Wednesday, February 22, 2017

Righty or lefty? Your spinal cord may have decided

As you scroll through these words with a swipe of the finger or click of the mouse, you're likely doing it with the same hand you use to draw or swing a bat. But why? Science has told us that our favoring of our right or left hands could be traced back to our roots as thumb-sucking fetuses, where the brain directs such movements, but new research out of Germany is casting doubt on this thinking, suggesting that it all begins in the spinal cord instead. 

Ultrasound scans in the 1980s revealed that we develop a preference for the right or left hand as early as the eighth week of pregnancy and begin sucking the left or right thumb from the 13th week.

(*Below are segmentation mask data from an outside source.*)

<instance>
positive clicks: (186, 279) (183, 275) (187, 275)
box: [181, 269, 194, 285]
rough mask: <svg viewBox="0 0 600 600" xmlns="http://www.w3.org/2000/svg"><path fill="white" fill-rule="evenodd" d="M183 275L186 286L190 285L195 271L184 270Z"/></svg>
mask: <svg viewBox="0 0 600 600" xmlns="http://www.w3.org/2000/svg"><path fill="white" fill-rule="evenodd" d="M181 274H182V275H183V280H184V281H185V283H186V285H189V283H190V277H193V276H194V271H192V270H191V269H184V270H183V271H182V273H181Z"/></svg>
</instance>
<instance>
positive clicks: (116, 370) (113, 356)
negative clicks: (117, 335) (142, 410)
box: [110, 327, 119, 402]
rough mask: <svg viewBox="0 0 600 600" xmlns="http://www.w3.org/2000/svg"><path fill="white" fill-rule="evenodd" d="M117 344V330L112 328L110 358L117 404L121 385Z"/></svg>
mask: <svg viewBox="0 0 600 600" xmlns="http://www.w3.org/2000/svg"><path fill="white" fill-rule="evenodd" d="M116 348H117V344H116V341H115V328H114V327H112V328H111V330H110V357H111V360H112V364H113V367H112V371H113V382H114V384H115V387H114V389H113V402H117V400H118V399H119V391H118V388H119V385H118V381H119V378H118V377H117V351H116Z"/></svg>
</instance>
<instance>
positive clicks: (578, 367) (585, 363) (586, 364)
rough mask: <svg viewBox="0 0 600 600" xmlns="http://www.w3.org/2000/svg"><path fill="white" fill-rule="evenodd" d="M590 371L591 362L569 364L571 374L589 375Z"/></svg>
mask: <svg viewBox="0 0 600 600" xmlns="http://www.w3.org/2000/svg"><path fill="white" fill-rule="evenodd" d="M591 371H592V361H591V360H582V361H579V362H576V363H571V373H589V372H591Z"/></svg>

It is known that arm and hand movements are initiated by the brain's motor cortex, which sends a signal via the spinal cord to turn commands into motion. 

But for researchers at Ruhr-Universität Bochum, a public university in Germany, something didn't quite add up with this line of thinking: the motor cortex is not connected to the spinal cord when we begin to exhibit this early asymmetry. So with the precursors for handedness evident before this connection has formed, the researchers suspected that its roots could be found in the spinal cord instead.
They set out to explore this theory by studying the gene expression in the spinal cord during the eight to twelfth week of pregnancy. 
Sebastian Ocklenburg, who headed up the research, tells us that they did this by first drawing spinal cord tissue samples from the fetus. They then used a product called INVIEW Transcriptome Discover to analyze the extracted mRNA, the family of RNA molecules that transfer genetic information from the DNA to protein-making structures called ribosomes. 

He and his team found clear right and left differences in the spinal cord segments of the eight-week fetuses that control arm and leg movement. Interestingly, the team traced the cause of this asymmetric gene activity and believe that epigenetic factors may be behind it. That is to say, that environmental influences may be at play. One example of this could be enzymes bonding methyl groups to DNA which in turn inhibits reading of the genes. When this process plays out to a different extent on the left and right side of the spinal cord, it would mean there is a difference in gene activity on either side. 

"These results fundamentally change our understanding of the cause of hemispheric asymmetries," the researchers write. 

Their work was published in the journal eLife.